Over the weekend I went to a celebration of life for a member of my wife Debi’s “adopted” family (Debi has known them for almost 40 years and lived with them for a time in her teens). This was for a lady who lived life fully from all accounts and pretty much lived each day for that day.
The gathering was unique, we sat on hay bales along a lazy creek in a dusty desert horse ranch, birds being birds, horses being horses and kids being kids. Even though there was sadness, there was life going on and a feeling by all that this is what Lynn would have wanted. Prayers were spoken, memories shared, the riderless horse of US Cavalry fame was led by and her art was displayed. Afterwards the family (and adoptees, and there were a bunch!) all adjourned to the family home nearby for what was really a family reunion. Some, like nephew Mark and clan, had traveled from Pennsylvania or like niece Jenny and her husband and daughter, from Los Angeles to be with 4 generations of family. Pictures were taken, stories told and the healing began.
Another unique occurrence was the family dinner afterwards. Lynn worked at a small local casino (this all took place in the semi-hinterlands of Nevada) as a shift supervisor and was loved and respected by all there. To honor her, the casino treated the clan to a private buffet. Unfortunately there was a power outage (major wind event in fire parlance), and the food selection was odd to say the least (tasty but odd. With the exception of the salad bar, it very much resembled the hor dourves selection at a Chamber of Commerce mixer!) but their heart was in the right place and it gave the family more time to socializie and took some weight off of her sister who was organizing all this. It also was as unique as Lynn was and will provide for some smiles when enough time has passed.

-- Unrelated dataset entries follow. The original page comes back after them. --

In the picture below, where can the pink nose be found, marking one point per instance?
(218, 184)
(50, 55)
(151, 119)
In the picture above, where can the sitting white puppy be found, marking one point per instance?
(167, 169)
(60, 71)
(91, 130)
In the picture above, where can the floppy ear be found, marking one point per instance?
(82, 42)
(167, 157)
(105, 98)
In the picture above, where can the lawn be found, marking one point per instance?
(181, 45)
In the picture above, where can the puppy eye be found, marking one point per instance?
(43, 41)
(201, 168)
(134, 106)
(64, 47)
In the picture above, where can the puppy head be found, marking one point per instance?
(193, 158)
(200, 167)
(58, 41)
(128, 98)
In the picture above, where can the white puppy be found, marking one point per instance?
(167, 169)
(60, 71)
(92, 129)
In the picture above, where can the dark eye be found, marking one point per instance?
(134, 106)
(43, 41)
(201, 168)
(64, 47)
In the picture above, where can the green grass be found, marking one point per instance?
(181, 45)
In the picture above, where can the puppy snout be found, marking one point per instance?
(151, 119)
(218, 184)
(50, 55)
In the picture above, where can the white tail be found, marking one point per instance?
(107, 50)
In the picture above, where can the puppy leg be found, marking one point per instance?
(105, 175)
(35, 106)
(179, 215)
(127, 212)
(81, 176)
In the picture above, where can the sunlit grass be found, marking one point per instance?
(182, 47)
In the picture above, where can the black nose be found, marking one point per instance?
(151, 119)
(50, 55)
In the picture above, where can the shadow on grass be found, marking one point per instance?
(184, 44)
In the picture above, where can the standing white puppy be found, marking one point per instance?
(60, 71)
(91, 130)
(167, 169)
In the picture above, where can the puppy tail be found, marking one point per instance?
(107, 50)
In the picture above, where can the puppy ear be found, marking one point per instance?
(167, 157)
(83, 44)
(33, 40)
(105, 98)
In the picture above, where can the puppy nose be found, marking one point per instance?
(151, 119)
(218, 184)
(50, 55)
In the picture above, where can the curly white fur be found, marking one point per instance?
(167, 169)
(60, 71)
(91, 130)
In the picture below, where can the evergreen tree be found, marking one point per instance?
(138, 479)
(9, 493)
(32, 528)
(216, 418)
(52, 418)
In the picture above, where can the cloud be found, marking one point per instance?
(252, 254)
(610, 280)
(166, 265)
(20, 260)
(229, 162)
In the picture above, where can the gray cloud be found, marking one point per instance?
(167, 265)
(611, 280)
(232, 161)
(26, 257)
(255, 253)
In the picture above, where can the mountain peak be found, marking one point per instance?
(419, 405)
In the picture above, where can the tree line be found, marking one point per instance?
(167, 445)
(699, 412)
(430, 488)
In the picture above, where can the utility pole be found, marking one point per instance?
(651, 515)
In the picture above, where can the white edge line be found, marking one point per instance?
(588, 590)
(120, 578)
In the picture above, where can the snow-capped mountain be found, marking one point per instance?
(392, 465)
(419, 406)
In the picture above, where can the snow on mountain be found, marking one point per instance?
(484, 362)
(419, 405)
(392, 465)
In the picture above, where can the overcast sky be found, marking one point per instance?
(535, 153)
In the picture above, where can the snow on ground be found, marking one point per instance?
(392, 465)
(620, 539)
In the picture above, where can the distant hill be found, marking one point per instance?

The main point of this post however was the poem read during the ceremony. It’s called “How Do You Live Your Dash” or simply “The Dash. It’s either by Cindy Fisher or Linda Ellis (you ladies fight it out, I’m just the messenger) and it goes like this:
I read of a man who stood to speak
at the funeral of a friend
He referred to the dates on her tombstone
from the beginning to the end
He noted that first came the date of her birth
and spoke the following date with tears,
But he said what mattered most of all
was “the dash” between those years
For that dash represents all the time
that she spent alive on earth.
And now only those who loved her
Know what that little line is worth.
For it matters not how much we own;
the cars, the house, the cash,
what matters is how we live and love
and how we spend our dash.
So think about this long and hard.
Are there things you’d like to change?
For you never know how much time is left,
that can still be rearranged.
If we could just slow down enough
to consider what’s true and real
and always try to understand
the way other people feel.
And be less quick to anger,
and show appreciation more
and love the people in our lives
like we’ve never loved before.
If we treat each other with respect,
and more often wear a smile
Remembering that this special dash
Might only last a little while.
So, when your eulogy is being read
with your life’s actions to rehash
would you be proud of the things they say
about how you spent your dash”
What more can be said? What will they say about you when your time comes? I like to think that I haven’t done too bad. How about you, how have you lived your dash?